Global tax and advisory firm KPMG recently commented on the crowdfunding industry and how traditional banks are sizing up the new, innovative form of finance.
As we all know the finance industry is absolutely enormous. Crowdfunding, along with peer to peer lending, is still quite small. But those involved in the crowdfunding industry are watching (or participating in) the dramatic change in how capital is accessed – and formed. The banking industry is currently the big kid on the block. After a rough go of it a few years ago – things are picking back up and there is plenty to do – so should banks join the new forms of finance? KPMG consultant Jeff Poole, based in the UK, counsels they should. He notes that it is hard to ignore the crowdfunding phenomena. But there are challenges, he states;
“…the crowdfunding sector must address many issues that could either spark vast future growth or crimp their low-cost, low-margin business models. Such uncertainty makes it hard for the traditional financial sector to decide whether crowdfunders are a friend, foe, family, or just a flash-in-the-pan.
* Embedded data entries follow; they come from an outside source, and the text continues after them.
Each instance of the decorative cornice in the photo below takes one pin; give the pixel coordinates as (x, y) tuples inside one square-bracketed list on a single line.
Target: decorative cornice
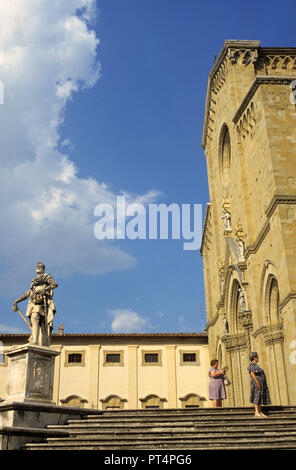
[(290, 296), (236, 341), (259, 80), (271, 333), (279, 199), (254, 248), (245, 319), (229, 52)]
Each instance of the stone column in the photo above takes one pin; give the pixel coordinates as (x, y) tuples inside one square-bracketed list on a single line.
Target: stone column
[(171, 376), (94, 376), (31, 374), (132, 377)]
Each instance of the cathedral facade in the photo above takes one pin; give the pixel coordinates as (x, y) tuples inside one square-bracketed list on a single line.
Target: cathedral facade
[(249, 237)]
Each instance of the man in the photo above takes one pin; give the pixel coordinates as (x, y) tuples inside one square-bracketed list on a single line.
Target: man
[(41, 308)]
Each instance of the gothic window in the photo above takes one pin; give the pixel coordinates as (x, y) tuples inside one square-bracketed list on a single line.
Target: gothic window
[(192, 400), (225, 154), (273, 302), (235, 307)]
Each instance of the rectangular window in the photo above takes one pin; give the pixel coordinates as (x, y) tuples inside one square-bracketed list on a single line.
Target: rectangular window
[(113, 358), (77, 358), (151, 357), (189, 357)]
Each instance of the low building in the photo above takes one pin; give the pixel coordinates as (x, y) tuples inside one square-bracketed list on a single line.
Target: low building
[(125, 371)]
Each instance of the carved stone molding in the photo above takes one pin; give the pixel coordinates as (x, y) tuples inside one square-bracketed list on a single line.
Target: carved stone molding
[(271, 333), (235, 341), (279, 199), (258, 81), (245, 319), (247, 56), (246, 125), (277, 61)]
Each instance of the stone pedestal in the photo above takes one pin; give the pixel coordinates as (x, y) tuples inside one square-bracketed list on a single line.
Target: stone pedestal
[(30, 374)]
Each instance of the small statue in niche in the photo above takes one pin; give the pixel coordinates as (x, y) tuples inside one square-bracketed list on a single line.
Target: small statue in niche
[(227, 220), (242, 300), (241, 250)]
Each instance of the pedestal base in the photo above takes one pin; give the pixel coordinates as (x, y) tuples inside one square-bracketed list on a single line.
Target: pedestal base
[(30, 374)]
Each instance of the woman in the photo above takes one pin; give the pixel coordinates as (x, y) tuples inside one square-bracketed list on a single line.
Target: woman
[(259, 393), (216, 385)]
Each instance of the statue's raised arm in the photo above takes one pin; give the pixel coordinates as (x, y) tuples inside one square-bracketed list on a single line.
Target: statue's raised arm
[(41, 307)]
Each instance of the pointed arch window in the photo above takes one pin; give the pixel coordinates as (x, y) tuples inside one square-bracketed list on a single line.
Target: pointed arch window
[(225, 154)]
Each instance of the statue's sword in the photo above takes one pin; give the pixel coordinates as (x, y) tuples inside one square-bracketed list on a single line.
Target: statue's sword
[(24, 318)]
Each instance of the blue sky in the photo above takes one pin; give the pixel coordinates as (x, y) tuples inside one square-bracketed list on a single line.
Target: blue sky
[(110, 101)]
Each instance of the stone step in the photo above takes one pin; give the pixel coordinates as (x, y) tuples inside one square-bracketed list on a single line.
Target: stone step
[(201, 419), (161, 414), (276, 442), (252, 427), (207, 429)]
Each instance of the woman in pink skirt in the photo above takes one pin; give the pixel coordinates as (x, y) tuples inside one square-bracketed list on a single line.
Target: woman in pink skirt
[(216, 386)]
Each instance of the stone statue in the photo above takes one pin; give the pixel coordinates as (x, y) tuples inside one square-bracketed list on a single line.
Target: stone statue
[(227, 220), (41, 308), (225, 326), (242, 300)]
First off, the crowdfunding industry needs to educate the public, investors and politicians about this often-misunderstood industry, including clarifying the various crowdfunding models, as highlighted in the chart below.”
Fair enough. Education and communication is something that should not be ignored. From Crowdfund Insider’s perspective we are sharing the crowdfunding message to all. Poole also comments on the regulatory challenge. This is something the US has been struggling with for years. In the UK they innovated first, and regulated later, so their challenge is a bit different. Poole says of regulations;
“Regulation is catching up with crowdfunding providers in the UK, with the introduction of the Financial Conduct Authority’s Policy Statement PS14/4 in April 2014. European, US and other regulators are taking similar steps to supervise the sector.”
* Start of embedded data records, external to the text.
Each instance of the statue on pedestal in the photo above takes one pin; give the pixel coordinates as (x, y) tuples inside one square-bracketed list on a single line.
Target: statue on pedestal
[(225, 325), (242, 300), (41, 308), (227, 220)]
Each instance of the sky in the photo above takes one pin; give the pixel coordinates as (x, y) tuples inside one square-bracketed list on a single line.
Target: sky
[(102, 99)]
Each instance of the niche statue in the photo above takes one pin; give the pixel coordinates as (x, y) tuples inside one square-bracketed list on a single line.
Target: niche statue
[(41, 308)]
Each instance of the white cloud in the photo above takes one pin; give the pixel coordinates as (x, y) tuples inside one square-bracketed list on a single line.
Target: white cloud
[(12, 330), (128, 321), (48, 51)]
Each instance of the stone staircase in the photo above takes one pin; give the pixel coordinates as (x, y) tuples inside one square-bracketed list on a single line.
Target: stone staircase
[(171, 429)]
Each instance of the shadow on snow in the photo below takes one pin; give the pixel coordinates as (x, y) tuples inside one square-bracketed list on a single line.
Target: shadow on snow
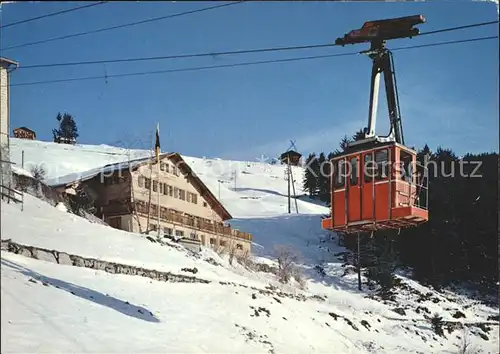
[(111, 302)]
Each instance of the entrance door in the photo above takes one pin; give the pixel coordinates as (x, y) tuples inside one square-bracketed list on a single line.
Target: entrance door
[(339, 197), (367, 197), (353, 190), (115, 222)]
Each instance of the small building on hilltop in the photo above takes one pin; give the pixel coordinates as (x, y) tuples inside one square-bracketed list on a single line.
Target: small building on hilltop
[(24, 133), (290, 157), (139, 197), (6, 67)]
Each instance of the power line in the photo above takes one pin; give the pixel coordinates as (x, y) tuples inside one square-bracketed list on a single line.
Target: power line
[(122, 26), (52, 14), (199, 68), (180, 56), (459, 27), (249, 51)]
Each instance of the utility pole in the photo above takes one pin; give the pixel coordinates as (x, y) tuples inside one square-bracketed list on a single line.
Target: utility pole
[(289, 197), (219, 187), (359, 266)]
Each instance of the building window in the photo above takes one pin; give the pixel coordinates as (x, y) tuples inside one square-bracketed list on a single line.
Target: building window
[(382, 161), (406, 167), (340, 173), (354, 171), (369, 168)]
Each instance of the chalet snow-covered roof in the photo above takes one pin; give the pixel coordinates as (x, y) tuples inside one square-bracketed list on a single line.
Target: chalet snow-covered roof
[(130, 165), (106, 169)]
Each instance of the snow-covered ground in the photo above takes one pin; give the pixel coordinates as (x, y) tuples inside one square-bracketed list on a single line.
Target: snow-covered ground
[(48, 307)]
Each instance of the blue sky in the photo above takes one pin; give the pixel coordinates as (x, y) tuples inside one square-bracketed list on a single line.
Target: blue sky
[(448, 94)]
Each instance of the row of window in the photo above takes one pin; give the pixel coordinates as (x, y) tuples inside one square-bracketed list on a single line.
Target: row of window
[(169, 190), (169, 168), (168, 231), (377, 168)]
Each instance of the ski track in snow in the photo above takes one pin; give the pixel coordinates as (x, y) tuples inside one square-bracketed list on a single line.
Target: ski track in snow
[(54, 308)]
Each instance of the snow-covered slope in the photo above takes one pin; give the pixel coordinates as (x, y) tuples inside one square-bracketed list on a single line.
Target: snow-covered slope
[(55, 308), (247, 189)]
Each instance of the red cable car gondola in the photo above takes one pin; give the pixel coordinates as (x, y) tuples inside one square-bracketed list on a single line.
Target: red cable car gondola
[(376, 182)]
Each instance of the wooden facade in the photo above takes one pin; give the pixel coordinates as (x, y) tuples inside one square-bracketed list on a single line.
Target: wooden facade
[(125, 199), (24, 133), (290, 157)]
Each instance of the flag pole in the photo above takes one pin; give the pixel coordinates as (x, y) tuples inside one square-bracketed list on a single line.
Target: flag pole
[(157, 148)]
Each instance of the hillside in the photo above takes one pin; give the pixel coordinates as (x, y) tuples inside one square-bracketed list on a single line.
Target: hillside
[(48, 307)]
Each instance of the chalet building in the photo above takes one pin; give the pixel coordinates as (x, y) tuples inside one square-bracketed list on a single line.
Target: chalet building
[(24, 133), (290, 157), (127, 195), (6, 67)]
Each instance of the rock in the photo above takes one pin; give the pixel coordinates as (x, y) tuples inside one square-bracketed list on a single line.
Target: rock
[(458, 314), (482, 335), (400, 311), (349, 322), (334, 315), (60, 206), (365, 324), (44, 255), (63, 258)]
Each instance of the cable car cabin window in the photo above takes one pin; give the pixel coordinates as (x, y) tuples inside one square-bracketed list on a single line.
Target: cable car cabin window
[(405, 160), (354, 171), (369, 168), (382, 161), (339, 170)]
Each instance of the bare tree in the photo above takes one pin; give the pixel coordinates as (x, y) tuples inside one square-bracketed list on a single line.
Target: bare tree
[(286, 262), (38, 172), (465, 345)]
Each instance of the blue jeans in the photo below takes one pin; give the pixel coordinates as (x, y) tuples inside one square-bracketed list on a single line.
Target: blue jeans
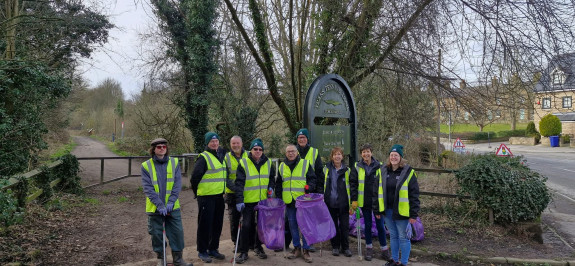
[(294, 230), (398, 237), (367, 213)]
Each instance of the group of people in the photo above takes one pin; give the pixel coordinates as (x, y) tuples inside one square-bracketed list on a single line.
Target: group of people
[(241, 179)]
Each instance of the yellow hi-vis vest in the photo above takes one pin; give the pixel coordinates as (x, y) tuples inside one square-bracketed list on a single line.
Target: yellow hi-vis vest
[(403, 204), (311, 156), (232, 163), (256, 186), (293, 184), (214, 180), (361, 182), (326, 170), (170, 170)]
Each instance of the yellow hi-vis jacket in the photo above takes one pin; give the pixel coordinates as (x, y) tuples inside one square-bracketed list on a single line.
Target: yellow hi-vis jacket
[(361, 182), (256, 186), (214, 179), (232, 163), (403, 195), (293, 183), (171, 169)]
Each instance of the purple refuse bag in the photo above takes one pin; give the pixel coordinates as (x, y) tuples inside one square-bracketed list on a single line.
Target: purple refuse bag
[(417, 229), (271, 223), (313, 218)]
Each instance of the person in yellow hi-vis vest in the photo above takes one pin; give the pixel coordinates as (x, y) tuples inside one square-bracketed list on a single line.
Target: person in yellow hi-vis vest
[(336, 197), (233, 159), (255, 177), (162, 183), (209, 183), (362, 179), (398, 201), (294, 175)]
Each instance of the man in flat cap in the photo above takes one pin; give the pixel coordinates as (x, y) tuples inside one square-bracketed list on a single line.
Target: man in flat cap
[(162, 183), (209, 183)]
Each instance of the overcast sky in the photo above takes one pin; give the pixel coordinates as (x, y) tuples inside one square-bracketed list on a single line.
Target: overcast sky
[(116, 59)]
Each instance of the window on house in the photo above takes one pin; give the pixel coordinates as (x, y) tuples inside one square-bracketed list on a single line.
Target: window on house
[(546, 103), (567, 102), (557, 77)]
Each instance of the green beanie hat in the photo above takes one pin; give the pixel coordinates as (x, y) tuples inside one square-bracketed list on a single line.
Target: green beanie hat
[(209, 136), (397, 148), (304, 132), (257, 143)]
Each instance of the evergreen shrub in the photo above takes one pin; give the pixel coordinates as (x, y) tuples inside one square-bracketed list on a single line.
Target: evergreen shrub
[(513, 191)]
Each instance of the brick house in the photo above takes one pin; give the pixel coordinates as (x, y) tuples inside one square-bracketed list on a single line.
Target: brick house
[(554, 92)]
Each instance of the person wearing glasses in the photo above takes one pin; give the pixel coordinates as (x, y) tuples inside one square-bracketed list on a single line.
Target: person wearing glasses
[(162, 183), (255, 176), (294, 175), (209, 183)]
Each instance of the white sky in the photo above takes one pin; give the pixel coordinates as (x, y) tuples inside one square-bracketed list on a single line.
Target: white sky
[(118, 58)]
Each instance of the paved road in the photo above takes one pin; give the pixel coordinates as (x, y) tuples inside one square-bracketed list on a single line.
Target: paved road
[(558, 165)]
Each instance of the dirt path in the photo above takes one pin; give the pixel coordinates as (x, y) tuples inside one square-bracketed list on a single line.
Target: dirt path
[(116, 231), (112, 230)]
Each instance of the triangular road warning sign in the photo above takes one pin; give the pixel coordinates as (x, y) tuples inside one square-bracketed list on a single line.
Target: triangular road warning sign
[(458, 143), (503, 151)]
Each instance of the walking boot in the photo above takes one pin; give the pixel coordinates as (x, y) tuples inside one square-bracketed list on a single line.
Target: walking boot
[(296, 252), (179, 260), (306, 256), (385, 255)]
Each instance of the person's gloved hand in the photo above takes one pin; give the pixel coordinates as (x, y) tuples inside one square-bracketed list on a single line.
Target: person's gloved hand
[(163, 211), (408, 231)]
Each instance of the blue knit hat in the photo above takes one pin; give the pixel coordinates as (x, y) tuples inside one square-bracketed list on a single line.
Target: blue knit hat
[(304, 132), (257, 143), (397, 148), (209, 136)]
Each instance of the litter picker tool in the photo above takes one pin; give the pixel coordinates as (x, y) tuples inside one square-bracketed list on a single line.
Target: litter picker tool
[(238, 240), (358, 230)]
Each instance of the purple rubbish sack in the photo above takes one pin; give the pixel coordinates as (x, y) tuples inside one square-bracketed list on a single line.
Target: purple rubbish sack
[(313, 218), (417, 229), (271, 222)]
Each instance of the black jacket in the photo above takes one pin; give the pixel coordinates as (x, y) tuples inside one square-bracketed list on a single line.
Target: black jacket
[(317, 167), (342, 199), (412, 188), (241, 176), (310, 178), (201, 166), (369, 183)]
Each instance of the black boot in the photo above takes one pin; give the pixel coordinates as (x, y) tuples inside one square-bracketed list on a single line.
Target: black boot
[(179, 260)]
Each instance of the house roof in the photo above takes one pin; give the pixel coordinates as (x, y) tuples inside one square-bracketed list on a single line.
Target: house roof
[(564, 63), (565, 116)]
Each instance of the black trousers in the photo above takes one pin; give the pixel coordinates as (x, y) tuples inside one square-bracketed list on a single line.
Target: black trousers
[(249, 234), (233, 215), (340, 217), (210, 222)]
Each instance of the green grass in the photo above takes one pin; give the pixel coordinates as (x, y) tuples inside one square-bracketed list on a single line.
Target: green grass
[(63, 150), (459, 128)]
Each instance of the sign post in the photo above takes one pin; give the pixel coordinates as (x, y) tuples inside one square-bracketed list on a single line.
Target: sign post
[(330, 116), (458, 146)]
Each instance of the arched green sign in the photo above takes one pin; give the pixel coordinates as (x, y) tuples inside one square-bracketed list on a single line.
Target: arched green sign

“While clear regulations can improve crowdfunding’s public stature and trust, industry leaders must negotiate with law-makers to adapt old rules or tailor new ones to the ‘virtual realities’ of their business. For example, how can crowdfunders comply with new sales advice requirements or provide adequate product and risk disclosure when one of their main customer communications are 140-character social media tweets? A guidance consultation GC14/6 has just been issued by the UK regulator.”
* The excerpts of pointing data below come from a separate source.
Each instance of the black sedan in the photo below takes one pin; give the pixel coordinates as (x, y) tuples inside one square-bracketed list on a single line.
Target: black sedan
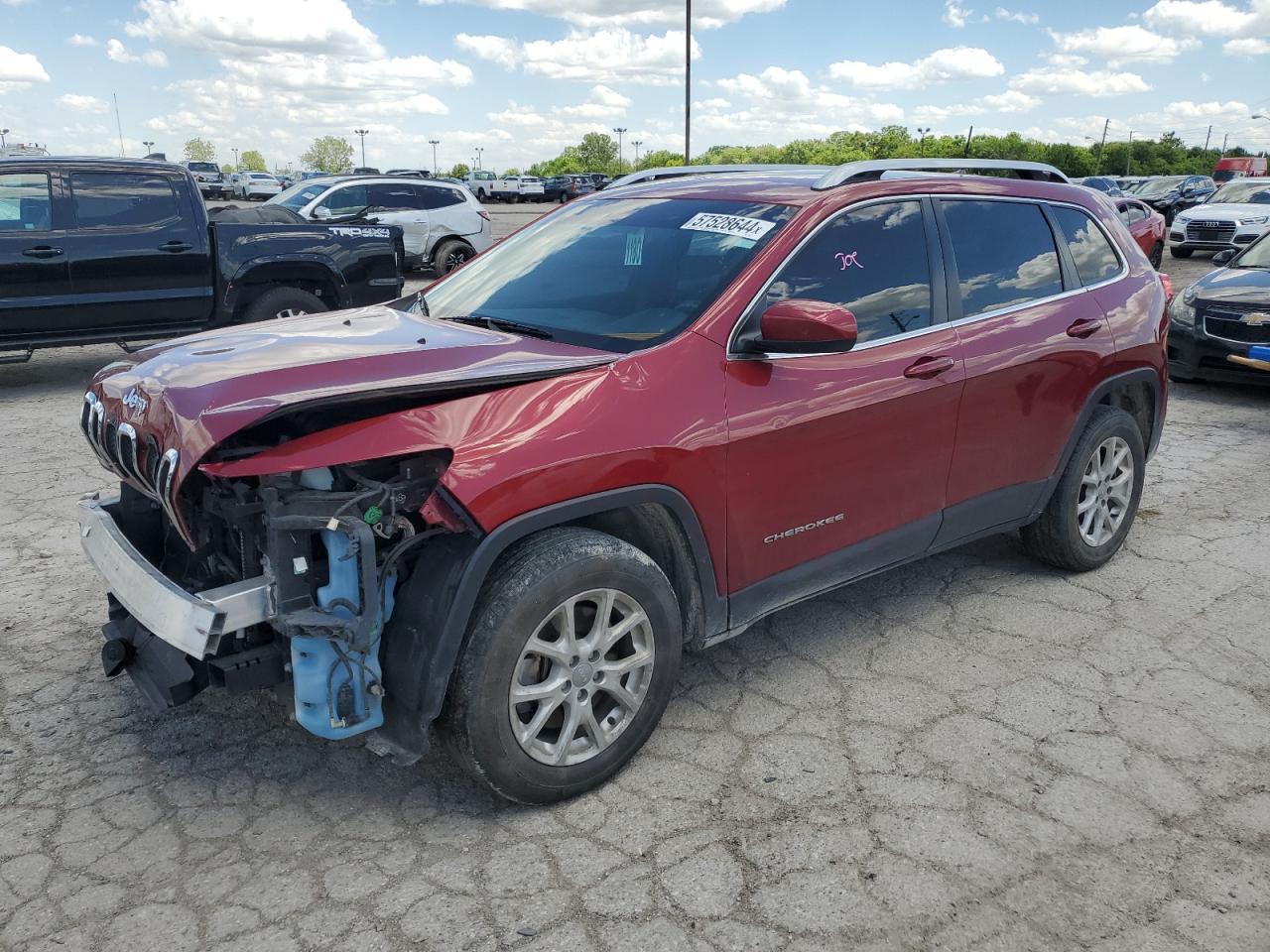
[(1223, 315)]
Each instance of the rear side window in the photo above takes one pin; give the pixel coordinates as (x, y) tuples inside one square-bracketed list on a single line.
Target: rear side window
[(26, 203), (114, 199), (1091, 252), (870, 261), (1005, 254)]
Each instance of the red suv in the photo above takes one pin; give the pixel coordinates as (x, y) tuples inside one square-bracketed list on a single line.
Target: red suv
[(640, 424)]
Beyond all of this – if it wasn’t enough – he asks quite valid questions on taxes and competition. He says that banks are keeping a “close watch on crowdfunding providers growth”. Some traditional banks, such as Santander, has already formed a partnership with a more innovative group. Others are doing co-creation and of course some – nothing at all.
In the end he offers wise counsel saying (to those who may listen);
“For anyone thinking of ignoring the crowdfunding trend, remember how PayPal shook up the way consumers pay online for goods and services. Before crowdfunders iron out their growing pains, banks will want to decide whether these disruptive players will be friend, foe or family.”